The PGN comparer of the Chess Suite has already been mentioned here and there by chess historian Tim Harding and maybe someone is interested in what he wrote about it.
In the New In Chess Magazine 7/2020 he published an article on his book Steinitz in London (McFarland, 2020) and on page 45 he wrote:
"My book indicates numerous discrepancies between versions of Steinitz games. Many of these were detected using a suite of chess software developed by Thomas
Niessen of Aachen (see https://thomastonk.jimdofree.com). Niessen has previously pointed out that the scores of about 14 per cent of the games played in the Hastings 1895
tournament differ between the official English language tournament book, edited by Horace Cheshire, and Emil Schallopp’s German-language book, which is often the more
reliable."
On his web site he has witten the article "New series: fix your database". There he reports:
"Since 2020 we have been using Thomas Niessen's Chess Suite software, which compares PGN databases and identifies previously unnoticed discrepancies in records of the same game. (The Chess
Suite has other features but this is the only one I have used.)
The software produces a report on the databases compared. Then we check these findings against the primary printed sources, although sometimes they disagree about how games really went, which
requires more research and sometimes the exercise of judgment to decide between alternatives."
He also started the thread "Game score errors and discrepancies" at the English Chess Forum.
Thanks to Tim Harding's reports, I received a call from a well-known chess journalist. During and especially after the conversation I feared that the PGN comparisons should be used to denounce errors and omissions of the database providers. As a person who has collected as many different databases as possible over the years and has perhaps done the most database comparisons, I would like to share part of my perspective here.
Today's PGN Comparer was definitely written to find mistakes in historical game-scores. Comparing two or more databases for a player or tournament quickly provides a list of inconsistencies. Except in rare cases, any inconsistency also means an error in one of the databases. But that doesn't imply that the digitization by the database producer is responsible. For example, if for one database a German or English language source is used and for another database a Russian source, then the sources can make the difference. And they usually do.
Remember how many different algebraic and descriptive chess notations were used in the past, and anyone who has ever recorded a game from an old source knows how quickly mistakes can occur.

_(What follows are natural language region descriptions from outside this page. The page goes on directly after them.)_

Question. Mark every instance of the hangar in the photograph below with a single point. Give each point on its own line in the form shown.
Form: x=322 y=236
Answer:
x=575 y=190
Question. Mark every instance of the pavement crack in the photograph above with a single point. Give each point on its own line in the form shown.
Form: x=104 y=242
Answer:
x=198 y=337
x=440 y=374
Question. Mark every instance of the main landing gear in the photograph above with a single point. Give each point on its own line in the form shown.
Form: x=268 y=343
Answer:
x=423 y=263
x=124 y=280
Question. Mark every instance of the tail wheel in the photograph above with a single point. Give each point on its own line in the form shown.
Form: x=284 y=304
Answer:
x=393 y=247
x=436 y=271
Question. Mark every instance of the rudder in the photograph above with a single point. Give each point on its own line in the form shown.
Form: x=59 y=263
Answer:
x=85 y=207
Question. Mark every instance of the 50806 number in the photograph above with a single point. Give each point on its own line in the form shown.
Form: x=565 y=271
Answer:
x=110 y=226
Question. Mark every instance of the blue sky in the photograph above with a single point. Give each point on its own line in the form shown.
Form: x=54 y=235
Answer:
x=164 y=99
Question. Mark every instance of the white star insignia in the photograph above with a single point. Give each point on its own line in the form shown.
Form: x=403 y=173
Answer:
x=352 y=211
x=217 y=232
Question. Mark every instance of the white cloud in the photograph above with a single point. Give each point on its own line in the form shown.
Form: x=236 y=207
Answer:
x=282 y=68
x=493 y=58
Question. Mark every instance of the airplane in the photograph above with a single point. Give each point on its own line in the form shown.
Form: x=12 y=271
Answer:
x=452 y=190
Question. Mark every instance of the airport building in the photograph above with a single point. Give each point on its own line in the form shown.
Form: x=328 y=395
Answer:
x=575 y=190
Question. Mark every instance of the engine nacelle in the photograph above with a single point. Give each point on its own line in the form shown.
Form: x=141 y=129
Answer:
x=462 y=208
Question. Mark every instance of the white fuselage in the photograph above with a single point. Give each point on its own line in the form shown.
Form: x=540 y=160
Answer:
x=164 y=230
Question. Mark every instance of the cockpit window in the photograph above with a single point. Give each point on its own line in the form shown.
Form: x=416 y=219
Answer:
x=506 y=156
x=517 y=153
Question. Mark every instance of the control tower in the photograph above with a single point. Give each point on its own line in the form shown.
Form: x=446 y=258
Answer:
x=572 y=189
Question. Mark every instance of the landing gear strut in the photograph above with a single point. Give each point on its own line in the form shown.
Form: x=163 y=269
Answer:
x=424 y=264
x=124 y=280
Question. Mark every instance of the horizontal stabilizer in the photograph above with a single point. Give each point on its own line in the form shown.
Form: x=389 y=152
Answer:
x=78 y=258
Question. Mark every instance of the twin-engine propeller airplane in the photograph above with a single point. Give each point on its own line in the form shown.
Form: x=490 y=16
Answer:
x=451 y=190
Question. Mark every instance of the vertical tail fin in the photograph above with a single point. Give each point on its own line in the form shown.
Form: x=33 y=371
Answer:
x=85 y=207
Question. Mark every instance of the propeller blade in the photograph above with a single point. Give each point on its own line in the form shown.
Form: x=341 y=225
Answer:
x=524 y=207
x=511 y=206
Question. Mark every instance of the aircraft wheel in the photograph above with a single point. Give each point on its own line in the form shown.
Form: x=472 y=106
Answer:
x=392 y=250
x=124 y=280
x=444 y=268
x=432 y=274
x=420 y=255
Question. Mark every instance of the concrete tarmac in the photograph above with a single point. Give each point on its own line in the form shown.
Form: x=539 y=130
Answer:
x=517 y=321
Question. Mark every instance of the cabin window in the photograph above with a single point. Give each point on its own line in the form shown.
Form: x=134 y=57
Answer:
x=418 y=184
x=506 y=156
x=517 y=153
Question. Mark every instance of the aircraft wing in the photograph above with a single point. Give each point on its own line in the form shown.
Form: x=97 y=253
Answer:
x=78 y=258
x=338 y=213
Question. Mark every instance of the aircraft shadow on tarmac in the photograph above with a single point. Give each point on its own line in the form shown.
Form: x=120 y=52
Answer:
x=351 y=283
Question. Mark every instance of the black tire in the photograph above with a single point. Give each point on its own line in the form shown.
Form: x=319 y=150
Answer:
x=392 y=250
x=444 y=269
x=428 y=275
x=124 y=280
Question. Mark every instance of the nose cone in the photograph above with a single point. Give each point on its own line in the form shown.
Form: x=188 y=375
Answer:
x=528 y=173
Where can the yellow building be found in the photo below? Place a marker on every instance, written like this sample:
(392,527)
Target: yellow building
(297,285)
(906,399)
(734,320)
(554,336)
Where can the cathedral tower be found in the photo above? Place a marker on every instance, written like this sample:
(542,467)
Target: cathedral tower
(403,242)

It is the number of different publications of a game that determines the probability of different game-scores! This can be proven
statistically. If you
compare the games of Lasker, Capablanca and Alekhine as given by the most reliable databases ten years ago, you will find high percentages of different game-scores, while already with normal
grandmasters, whose games were published less frequently, these percentages are falling rapidly.
Is it the job of the database producers to determine the historically correct version of each game? After all, some of them are selling a product. Nevertheless I think it is unrealistic to expect this. It would already help a lot if they were more aware of the problem. The often criticized chessgames.com database is doing well here and has been giving users the opportunity to report errors for years. As a result, it achieves the best quality where inspections have taken place.
The PGN comparer was actually written as a tool to end up creating a new type of database. In this intended database, the games and the sources (i.e. chess magazines, columns,
books, etc.) should be linked to one another, and if necessary with different versions of moves or other data. This would make such a database a
meta-index for all historical chess sources, and for any given game, that database should yield a list of all sources where that game is published. This project would
need the support of several people and I can only be one of them.
---
Two more things, one limitation and one fun fact.
1. What about the games of Kasparov or Carlsen? Well, what I said above applies in part to Kasparov, but not to Carlsen.
Since the second half of the 1990s, the number of differing game-scores has declined drastically. In our days this has to do with the electronic recording of the games I assume. The fact that this effect became relevant much earlier should have something to do with the founding and success of Mark Crowther's The Week in Chess.
2. Above I spoke about reliable databases twice. Are there really bad databases? Yes, there are. You may be familiar with Edward Winter's article
"A Chess Database".
I was only able to get hold of this database in the 1998 version, and I can tell you that it is downright fun to rush the PGN Comparer onto it.
Back to serious statements I can add that the comparison result provide some evidence that this database was probably merged from exactly six others, with little post-processing, if
any.
---
Addendum: Since this page contains time references such as "10 years ago," it would have been useful to date it when writing. Now a date can only be determined approximately: the text was written sometime in the second half of 2021.